Catholic Responses to Evolution, 1859–2009: Local Influences and Mid-Scale Patterns


  • The research for this article was supported by grant BOF08/24J/041 from Ghent University. The author would like to thank Maarten Boudry, Johan Braeckman, Abraham C. Flipse, Barbara Forrest, Ronald Numbers, Sarah Van Ruyskensvelde, and the anonymous reviewers for their helpful remarks.

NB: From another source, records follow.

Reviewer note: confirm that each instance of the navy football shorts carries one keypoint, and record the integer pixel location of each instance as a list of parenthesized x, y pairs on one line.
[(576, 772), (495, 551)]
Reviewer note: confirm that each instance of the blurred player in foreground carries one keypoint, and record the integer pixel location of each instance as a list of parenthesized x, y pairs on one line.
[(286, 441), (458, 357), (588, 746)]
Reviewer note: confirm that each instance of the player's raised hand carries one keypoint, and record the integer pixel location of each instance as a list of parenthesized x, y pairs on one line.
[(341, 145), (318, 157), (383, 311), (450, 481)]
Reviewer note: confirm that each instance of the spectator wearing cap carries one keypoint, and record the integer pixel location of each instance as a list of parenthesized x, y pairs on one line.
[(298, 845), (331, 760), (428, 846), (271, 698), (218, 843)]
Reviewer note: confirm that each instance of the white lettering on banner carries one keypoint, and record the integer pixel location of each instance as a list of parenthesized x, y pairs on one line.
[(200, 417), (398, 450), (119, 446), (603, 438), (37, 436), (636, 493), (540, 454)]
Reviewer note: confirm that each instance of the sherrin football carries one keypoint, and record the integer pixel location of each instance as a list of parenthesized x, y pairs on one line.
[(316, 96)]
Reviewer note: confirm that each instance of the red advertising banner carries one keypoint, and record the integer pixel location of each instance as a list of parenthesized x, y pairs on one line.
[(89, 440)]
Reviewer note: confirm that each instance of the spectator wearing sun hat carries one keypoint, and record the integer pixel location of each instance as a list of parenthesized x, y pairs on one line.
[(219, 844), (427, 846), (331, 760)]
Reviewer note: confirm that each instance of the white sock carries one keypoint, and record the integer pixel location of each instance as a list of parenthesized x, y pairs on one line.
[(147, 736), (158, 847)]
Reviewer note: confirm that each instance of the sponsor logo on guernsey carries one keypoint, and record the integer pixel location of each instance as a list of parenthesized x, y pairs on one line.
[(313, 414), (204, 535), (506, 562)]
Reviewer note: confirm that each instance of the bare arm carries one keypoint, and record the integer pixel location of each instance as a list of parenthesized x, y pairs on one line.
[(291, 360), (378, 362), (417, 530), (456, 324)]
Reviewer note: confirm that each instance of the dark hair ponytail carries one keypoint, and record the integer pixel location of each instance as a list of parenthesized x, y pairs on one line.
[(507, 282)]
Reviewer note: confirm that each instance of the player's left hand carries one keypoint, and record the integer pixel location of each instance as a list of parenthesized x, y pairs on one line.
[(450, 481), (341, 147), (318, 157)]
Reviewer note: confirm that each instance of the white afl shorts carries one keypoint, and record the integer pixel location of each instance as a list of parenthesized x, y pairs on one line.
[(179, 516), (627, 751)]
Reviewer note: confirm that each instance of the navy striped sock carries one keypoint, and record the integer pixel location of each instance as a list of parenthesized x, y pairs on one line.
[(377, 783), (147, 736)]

This article discusses Catholic responses to evolution between 1859, the year of publication of Charles Darwin's On the Origin of Species, and 2009, the year in which the scientific world celebrated its 150th anniversary. Firstly, I will discuss how the Vatican initially responded to evolution in the period between 1859 and 1907, the year in which Pope Pius X issued the encyclical Pascendi dominici gregis. Secondly, I will explore the responses of Catholic authorities and intellectuals and identify the local factors that influenced their responses. Also, I will demonstrate that, gradually, Catholics have shifted towards a more lenient position concerning evolution. Thirdly, I will demonstrate that, in the end, the Vatican has complied with this pattern. In general, this article shows that not only Protestants, but Catholics too have struggled to come to terms with evolution and evolutionary theory and that local factors had an impact on these negotiations.